Funded mainly by foundations set up by the American philanthropists Henry Kaiser and Bill Gates, loveLife ties a media blitz promoting sexual responsibility to a network of telephone lines, clinics and youth centers.
"The idea is to make loveLife a brand," said a spokeswoman, Angela Stewart-Buchanan. "In South Africa you have incredible brand loyalty and recognition. We want to compete with Levis, Diesel, Coca-Cola.
"LoveLife positions itself as a healthy lifestyle which is cool and hip. Like it or not, young people here have bought into American youth culture, and to reach them we need to be there."
So slogans encouraging teenagers and their parents to discuss sex are adorned with the type of images you might see on a rap album.
Complaints cascade into the country's advertising standards authority.
It is not just prudes who object. Several AIDS specialists call the campaign misguided, saying it will be less effective than Uganda's acclaimed strategy of shifting community norms of sexual behavior.
But loveLife has also been endorsed by the likes of Nelson Mandela, Jimmy Carter and UN experts on AIDS.
Does it work? After three years it is still too soon to know, but loveLife offers statistics -- challenged by critics -- which look promising: almost two-thirds of young South Africans recognize the brand, and of those, two-thirds say they have delayed or abstained from sex as a result.
Among those who are sexually active and know the brand, 78 percent say loveLife caused them to use a condom, and 69 percent reduced their number of sexual partners.

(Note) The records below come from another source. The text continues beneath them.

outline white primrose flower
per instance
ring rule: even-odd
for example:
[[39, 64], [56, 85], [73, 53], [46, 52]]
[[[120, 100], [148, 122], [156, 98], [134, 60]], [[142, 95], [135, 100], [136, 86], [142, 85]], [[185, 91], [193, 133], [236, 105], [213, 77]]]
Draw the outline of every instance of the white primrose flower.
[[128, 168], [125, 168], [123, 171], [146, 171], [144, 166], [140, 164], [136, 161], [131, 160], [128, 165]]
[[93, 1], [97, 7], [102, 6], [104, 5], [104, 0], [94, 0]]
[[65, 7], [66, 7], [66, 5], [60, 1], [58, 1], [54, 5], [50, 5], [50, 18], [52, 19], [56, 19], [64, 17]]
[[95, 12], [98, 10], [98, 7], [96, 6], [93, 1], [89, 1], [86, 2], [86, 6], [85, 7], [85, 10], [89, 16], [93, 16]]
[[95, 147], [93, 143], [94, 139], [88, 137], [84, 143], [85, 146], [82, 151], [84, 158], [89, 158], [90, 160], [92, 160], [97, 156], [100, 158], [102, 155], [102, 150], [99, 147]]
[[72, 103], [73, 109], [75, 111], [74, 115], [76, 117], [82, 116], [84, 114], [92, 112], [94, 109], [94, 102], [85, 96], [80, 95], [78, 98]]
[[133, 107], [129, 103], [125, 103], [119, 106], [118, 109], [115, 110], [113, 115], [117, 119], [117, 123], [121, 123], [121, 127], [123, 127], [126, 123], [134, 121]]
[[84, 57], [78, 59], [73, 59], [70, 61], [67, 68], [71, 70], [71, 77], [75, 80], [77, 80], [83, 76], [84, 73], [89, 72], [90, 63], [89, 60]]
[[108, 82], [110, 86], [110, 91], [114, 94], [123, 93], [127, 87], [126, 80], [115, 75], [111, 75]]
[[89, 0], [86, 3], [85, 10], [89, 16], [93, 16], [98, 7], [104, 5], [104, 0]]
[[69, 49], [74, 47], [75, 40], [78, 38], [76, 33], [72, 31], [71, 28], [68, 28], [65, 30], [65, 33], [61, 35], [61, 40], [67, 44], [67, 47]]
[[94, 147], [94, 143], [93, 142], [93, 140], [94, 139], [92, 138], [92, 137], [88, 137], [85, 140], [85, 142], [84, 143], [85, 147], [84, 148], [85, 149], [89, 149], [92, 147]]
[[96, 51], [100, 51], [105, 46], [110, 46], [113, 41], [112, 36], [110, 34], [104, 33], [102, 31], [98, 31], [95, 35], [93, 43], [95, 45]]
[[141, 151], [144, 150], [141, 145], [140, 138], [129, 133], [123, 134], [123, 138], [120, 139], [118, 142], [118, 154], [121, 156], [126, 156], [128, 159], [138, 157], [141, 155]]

The infection rate for young people has fallen over three years, said the campaign's head, David Harrison.
"We certainly can't attribute all that to loveLife -- it would be too soon -- but something seems to be happening. We're reaching a plateau."
Some change is attributed to the fact that many in this generation of teenagers have watched their parents die of AIDS.
But if even only some of the change is the result of safe sex campaigns, it would be a remarkable achievement.